More than once recently, I have closed a just-finished book and signed dramatically, saying something along the lines of, "Best book ever," or "That was so incredible that I am afraid to begin anything new since it cannot possibly live up to this one," or "From now on, I will only read the best literature available because life is too short to read anything not on caliber with this author."
It is a glorious problem to have, of course, and happens more often now because I collect book recommendations from people who know of what they speak, and I read reviews like my life depends on it. If it were not for the library and their willingness to truck in books from all over the state upon request, I would go broke.
As it is, there are a few book subscription services that I have contemplated joining (namely Book People Trust Fall and Indiespensable - mostly because those two send out such phenomenal books), but I am put off by both the cost and the clutter that would ensue. I just do not have much interest in collecting signed first editions with slipcases (as with Indiespensable) and typically pass on just-finished books to the very next person I see. Instead, I tend to visit the websites of each of those services and fill up my reading list with the newest titles in their subscriptions.
I know they curate these subscription boxes to make money, so it seems a bit cannibalistic of me to then take the title and put it on hold at the library instead of supporting the independent bookstores from which I obtained the title, but I read at the rate of approximately 50-60 books per year, and money doesn't exactly grow on trees...

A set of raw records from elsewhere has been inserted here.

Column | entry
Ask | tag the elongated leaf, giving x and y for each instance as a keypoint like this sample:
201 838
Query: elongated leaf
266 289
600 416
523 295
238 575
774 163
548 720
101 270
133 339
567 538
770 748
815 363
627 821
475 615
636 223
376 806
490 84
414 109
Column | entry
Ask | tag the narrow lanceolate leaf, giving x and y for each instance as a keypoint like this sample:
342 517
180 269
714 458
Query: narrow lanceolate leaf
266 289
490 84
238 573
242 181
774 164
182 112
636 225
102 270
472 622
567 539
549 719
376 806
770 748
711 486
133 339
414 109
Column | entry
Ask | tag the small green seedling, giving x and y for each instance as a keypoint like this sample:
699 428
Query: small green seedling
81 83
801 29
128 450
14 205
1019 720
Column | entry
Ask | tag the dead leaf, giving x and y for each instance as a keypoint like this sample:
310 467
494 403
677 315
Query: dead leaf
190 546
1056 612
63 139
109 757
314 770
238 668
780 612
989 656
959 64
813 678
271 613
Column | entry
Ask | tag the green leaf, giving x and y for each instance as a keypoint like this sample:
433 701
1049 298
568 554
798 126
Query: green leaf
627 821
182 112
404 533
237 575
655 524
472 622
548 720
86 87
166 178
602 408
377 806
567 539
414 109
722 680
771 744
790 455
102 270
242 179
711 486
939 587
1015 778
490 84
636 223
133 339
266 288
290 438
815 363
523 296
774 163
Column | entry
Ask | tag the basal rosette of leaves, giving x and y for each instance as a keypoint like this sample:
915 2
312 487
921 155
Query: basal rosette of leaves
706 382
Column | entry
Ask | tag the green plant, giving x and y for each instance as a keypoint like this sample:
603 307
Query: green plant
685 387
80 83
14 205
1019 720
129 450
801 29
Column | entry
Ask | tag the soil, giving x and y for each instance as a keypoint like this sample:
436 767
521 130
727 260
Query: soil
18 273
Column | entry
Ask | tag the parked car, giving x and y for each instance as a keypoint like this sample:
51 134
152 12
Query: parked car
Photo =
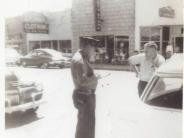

Today I am linking up with Modern Mrs. Darcy to share short and casual snippet-like reviews of the books I have read over the past month.
Pretty Girls is straight-up psychological thriller stuff, the kind of book you might pick up at the airport and take to the beach, but I do not mean that in a derogatory way. Karin Slaughter is an absolute master in this genre, and her novels never disappoint. As always, the characters are flawed and well-drawn, and the setting itself seems part of the story. This one takes place in Athens, GA (where I live) and it is spectacularly eerie to see the streets, restaurants, and bars that are *my* stomping ground used as the sites for these (fictional) events. The plot is centered around the disappearance of a college student in 1991 (when I was a student at UGA), though it takes place 20 or so years later, and it has all the elements of a good suspenseful page-turner. As with many books of this type though, the highly sensitive reader might not be able to stomach the violence.
The Thirteenth Tale reads like a love letter to bookworms. The novel is, in fact, a story about a story, and though there is suspense, it is nearly secondary to the characters and to the setting. I lost myself in this glorious book, and walked around in a daze when it was over. To say more would be to spoil the depth and the magic.
Ann Patchett is in top form with Bel Canto, a novel in which a large party of diplomats, politicians, and corporate heads (and one world-renowned, beloved soprano) are taken hostage by a group of terrorists. The entire action of the book takes place within the walls of the compound (somewhere in South America), and though the story is told from many different points of view, never is the reader given a glimpse of what is going on in the outside world. The hostages and the terrorists are bound together by proximity and by their own humanity during the months-long standoff, and while the story appears light-hearted through much of the daily goings-on, there is a sense of urgency as the book comes to a close and the reader is tormented with the sense that each and every one of the characters cannot possibly ride off into the sunset.
The Art of Memoir is a master class in both writing and reading the memoir genre. Karr has written three top-notch memoirs of her own, and heads an award-winning graduate seminar at Syracuse on, you guessed it, the art of writing memoir. The first part of the book was a little slow, but it didn't take long before it was so engrossing that it became hard to put down. The author takes apart and analyzes both well-known and obscure memoirs, and even spends a lot of pages (so many pages) writing about her own process of writing about herself. Were she anyone else, this might seem self-serving or cringe-inducing, but as she is a phenomenal writer in her own right, it made me want to go back and re-read her earlier books. At the end is a fairly exhaustive list of memoirs which has turned my library hold list into a behemoth. The book may sound a little dry, but if you have any interest in writing (whether memoir or not), the insights are invaluable. As well, reading this has changed the entire way I read and think about autobiographical works. Highly recommend for those who want to hone their own writing, who enjoy reading, and/or who would like to better examine their own life.